Si mon mari a plus de temps libre que moi, je réclame une soirée de libre.
Dunja Minart, mère de Tristan
Le burn-out parental peut aussi toucher les pères. «Lorsqu'ils rentrent du travail et qu'ils font encore leurs devoirs avec leur enfant le soir, cela peut entraîner des crises à long terme si l'on n'y prend pas garde», explique Tania Hemmer, faisant référence à «la fatigue émotionnelle liée à la famille. On aime ses enfants, mais on n'a plus de plaisir à les voir». Toutefois, les mères seraient plus souvent touchées, car elles doivent porter plus de charges.
La plupart du temps, ce sont les mères qui organisent la visite médicale de l'enfant malade depuis leur lieu de travail. Lorsque la mère rentre du travail, elle n'a pas simplement du temps libre, mais continue à s'occuper de la vie de famille. «Les pères ont souvent un peu plus de liberté». A cela s'ajoute le fait qu'au Luxembourg, surtout parmi les nouveaux arrivants, il n'y a pas de grands-parents sur place pour soulager les parents, le temps pour les cours de sport ou d'autres choses, une mère doit se battre.

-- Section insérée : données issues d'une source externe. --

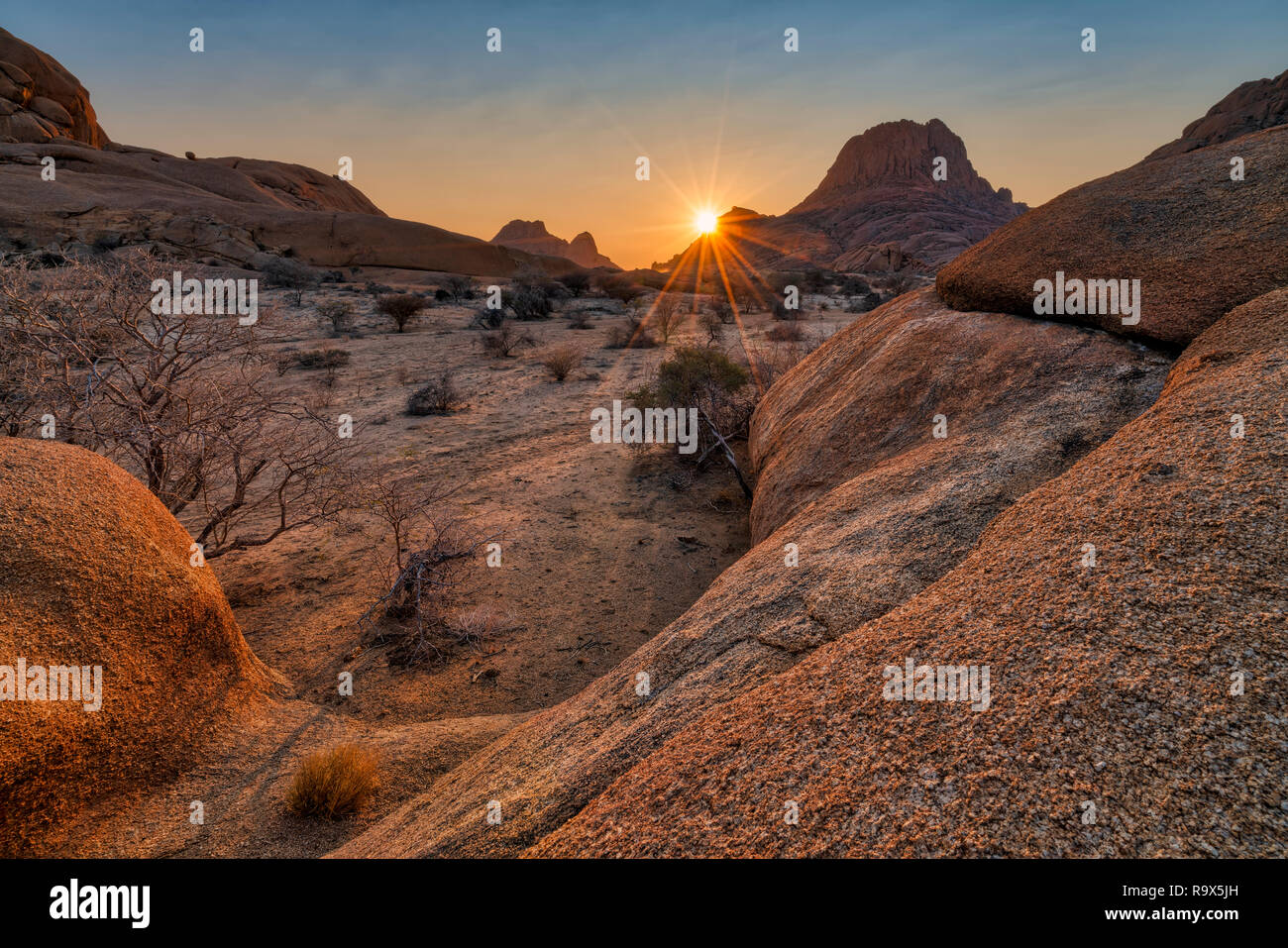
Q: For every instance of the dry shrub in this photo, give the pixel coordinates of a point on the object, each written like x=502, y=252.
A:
x=666, y=317
x=562, y=360
x=503, y=342
x=632, y=335
x=338, y=313
x=326, y=357
x=399, y=307
x=786, y=333
x=437, y=397
x=334, y=784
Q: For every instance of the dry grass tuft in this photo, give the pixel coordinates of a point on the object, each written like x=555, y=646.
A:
x=334, y=784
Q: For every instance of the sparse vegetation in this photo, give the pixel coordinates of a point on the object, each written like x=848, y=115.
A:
x=704, y=378
x=325, y=357
x=180, y=401
x=458, y=287
x=334, y=784
x=528, y=301
x=666, y=317
x=711, y=325
x=562, y=360
x=437, y=397
x=399, y=307
x=785, y=333
x=338, y=314
x=631, y=335
x=619, y=287
x=290, y=274
x=503, y=342
x=578, y=282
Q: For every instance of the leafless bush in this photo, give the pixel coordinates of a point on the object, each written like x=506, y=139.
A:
x=529, y=300
x=481, y=623
x=290, y=274
x=181, y=401
x=437, y=397
x=786, y=333
x=505, y=342
x=413, y=617
x=562, y=360
x=458, y=287
x=711, y=325
x=722, y=311
x=619, y=287
x=325, y=357
x=631, y=335
x=338, y=313
x=399, y=307
x=772, y=363
x=666, y=317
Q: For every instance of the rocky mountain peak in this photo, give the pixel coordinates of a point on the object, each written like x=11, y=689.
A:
x=40, y=101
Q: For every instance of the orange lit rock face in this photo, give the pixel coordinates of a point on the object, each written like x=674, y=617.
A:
x=94, y=572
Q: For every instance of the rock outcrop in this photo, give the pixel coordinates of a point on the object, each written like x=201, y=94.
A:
x=875, y=527
x=95, y=572
x=1198, y=241
x=227, y=210
x=879, y=207
x=1108, y=546
x=532, y=237
x=40, y=101
x=1261, y=103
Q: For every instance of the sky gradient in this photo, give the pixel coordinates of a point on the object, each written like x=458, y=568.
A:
x=446, y=133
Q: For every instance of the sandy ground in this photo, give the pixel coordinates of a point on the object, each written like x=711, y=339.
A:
x=599, y=552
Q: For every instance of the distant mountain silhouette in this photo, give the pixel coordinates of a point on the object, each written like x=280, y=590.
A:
x=879, y=207
x=533, y=237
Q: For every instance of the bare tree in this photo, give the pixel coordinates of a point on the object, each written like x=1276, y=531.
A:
x=666, y=316
x=430, y=549
x=181, y=401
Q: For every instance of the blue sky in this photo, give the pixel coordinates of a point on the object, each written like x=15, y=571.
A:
x=446, y=133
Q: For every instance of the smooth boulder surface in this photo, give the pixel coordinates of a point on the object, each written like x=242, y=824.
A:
x=40, y=101
x=1137, y=706
x=1198, y=243
x=890, y=526
x=94, y=571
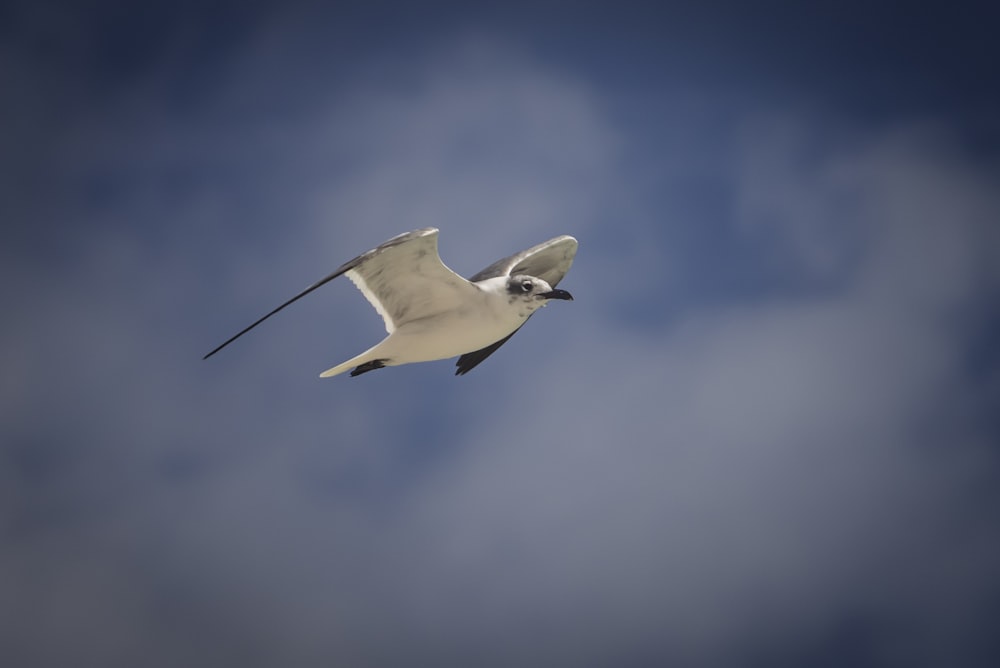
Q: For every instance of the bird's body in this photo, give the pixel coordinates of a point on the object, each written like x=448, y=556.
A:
x=432, y=313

«Il nous a fallu du temps pour trouver un accord, mais maintenant mon mari a les lundis soir de libre et j'ai du temps libre le mardi soir», raconte Dunja Minart, qui travaille à temps partiel dans l'administration de l'université. «Je profite de ces soirées pour téléphoner à une amie, pour aller au cinéma ou au sauna». Avant, elle osait moins le faire, «mais maintenant, quand j'ai l'impression que mon mari a plus de temps libre que moi parce qu'il rentre plus tard, je réclame deux heures de plus pour moi. S'il a un tournoi le samedi, je veux en échange une soirée de libre le jeudi», explique Dunja Minart en souriant honteusement. Être parent est souvent une question de négociation.
Tania Hemmer essaie elle aussi de répartir le travail de manière équitable. Si son enfant est malade, son mari reste à la maison et elle va travailler. De plus, son mari a un congé parental: un jour par semaine.
Si Tania Hemmer avait effectivement glissé dans l'épuisement professionnel à l'époque, elle n'aurait probablement pas pu s'en sortir par ses propres moyens : «On ne peut pas s'en sortir sans aide thérapeutique».
«En tant que mère, on attend la première fois que l'enfant prononce le mot ''maman''. Pour une mère en burn-out, ce mot est insupportable», explique Tania Hemmer. «Dans le pire des cas, cela peut conduire au suicide.»